I've been having fun trying to implement a bot based on a neural net for the Diplomacy board game, interacting via DAIDE protocols. It turns out to be extremely tricky, so I've turned to XCS to simplify the problem.

eswald
I've actually been experimenting with neural networks for the AI of a connect 4. It is a bit tricky but working.
Louis
NN is kind of inefficient and overkill for connect 4. The state space is small enough that you can simply search it via minimax.
Chris S
+1  A: 

Suppose EBay used neural nets to predict how likely a particular item was to sell; predict what the best day to list items of that type would be, suggest a starting price or "buy it now price"; or grade your description based on how likely it was to attract buyers? All of those could be useful features, if they worked well enough.

Joshua Carmody
A: 

Neural net applications are great for representing discrete choices and the whole behavior of how an individual acts (or how groups of individuals act) when mucking around on the web.

Take news reading for instance:

Back in the olden days, you picked up usually one newspaper (a choice), picked a section (a choice), scanned a page and chose an article (a choice), and read the basics or the entire article (another choice).

Now you choose which news site to visit and continue as above, but now you can drop one paper, pick up another, click on ads, change sections, and keep going with few limits.

The whole use of the web and the choices people make based on their demographics, interests, experience, politics, time of day, location, etc. is a very rich area for NN application. This is especially relevant to news organizations, web page design, ad revenue, and may even be an under explored area.

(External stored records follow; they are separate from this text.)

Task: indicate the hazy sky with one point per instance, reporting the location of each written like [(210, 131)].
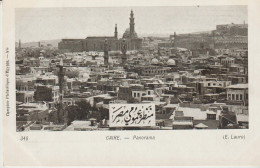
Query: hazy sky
[(57, 23)]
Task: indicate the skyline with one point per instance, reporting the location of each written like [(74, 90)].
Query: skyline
[(42, 24)]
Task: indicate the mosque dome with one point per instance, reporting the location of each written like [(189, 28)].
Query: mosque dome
[(155, 61), (127, 34), (171, 62)]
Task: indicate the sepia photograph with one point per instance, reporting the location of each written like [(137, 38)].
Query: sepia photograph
[(131, 68), (130, 83)]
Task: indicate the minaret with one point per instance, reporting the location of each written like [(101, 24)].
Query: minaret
[(124, 49), (105, 52), (132, 23), (116, 33), (20, 44)]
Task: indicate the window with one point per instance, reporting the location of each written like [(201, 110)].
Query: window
[(233, 97), (229, 96)]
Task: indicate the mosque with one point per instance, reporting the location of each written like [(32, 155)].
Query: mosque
[(96, 43)]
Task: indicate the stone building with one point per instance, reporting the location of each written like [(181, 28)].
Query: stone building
[(231, 36)]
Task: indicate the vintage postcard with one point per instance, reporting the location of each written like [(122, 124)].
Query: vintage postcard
[(130, 83)]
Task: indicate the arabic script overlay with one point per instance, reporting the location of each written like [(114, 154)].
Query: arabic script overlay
[(131, 115)]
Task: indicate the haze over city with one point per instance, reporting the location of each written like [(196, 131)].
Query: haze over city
[(49, 23)]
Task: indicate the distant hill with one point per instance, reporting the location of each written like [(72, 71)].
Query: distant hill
[(54, 43)]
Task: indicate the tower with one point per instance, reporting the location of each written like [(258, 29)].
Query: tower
[(132, 24), (123, 49), (116, 33), (60, 110), (20, 44), (106, 52)]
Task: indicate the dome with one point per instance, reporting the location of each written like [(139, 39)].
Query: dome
[(155, 61), (171, 62), (127, 34)]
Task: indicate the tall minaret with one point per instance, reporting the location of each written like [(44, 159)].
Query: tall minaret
[(132, 23), (106, 52), (116, 33)]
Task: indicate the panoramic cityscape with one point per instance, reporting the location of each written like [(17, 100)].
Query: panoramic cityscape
[(129, 81)]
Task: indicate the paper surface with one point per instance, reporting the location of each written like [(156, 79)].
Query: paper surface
[(100, 146)]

Of course, it's very hard to predict what one person will do, but put 10,000 of them that are the same age, income, gender, time of day, etc. together and you might be able to predict behavior that will lead to better designs. Imagine a newspaper (or even a game) that could be scaled to people's needs based on demographics. An ad man's dream !

Grembo
+2  A: 

The game located at 20q.net is one of my favorite web-based neural networks. You could adapt this idea to create a learning system that knows how to play a simple game and slowly learns how to beat humans at it. As it plays human opponents, it records data on game situations, the actions taken, and whether or not the NN won the game. Every time it plays, win or lose, it gets a little better. (Note: don't try this with too simple of a game like checkers, an overly simple game can have every possible game/combination of moves pre-computed which defeats the purpose of using the NN).

Any sort of classification system based on multiple criteria might be worth looking at. I have heard of some company developing a NN that looks at employee records and determines which ones are the least satisfied or the most likely to quit.

Neural networks are also good for doing certain types of language processing, including OCR or converting text to speech. Try creating a system that can decipher capchas, either from the graphical representation or the audio representation.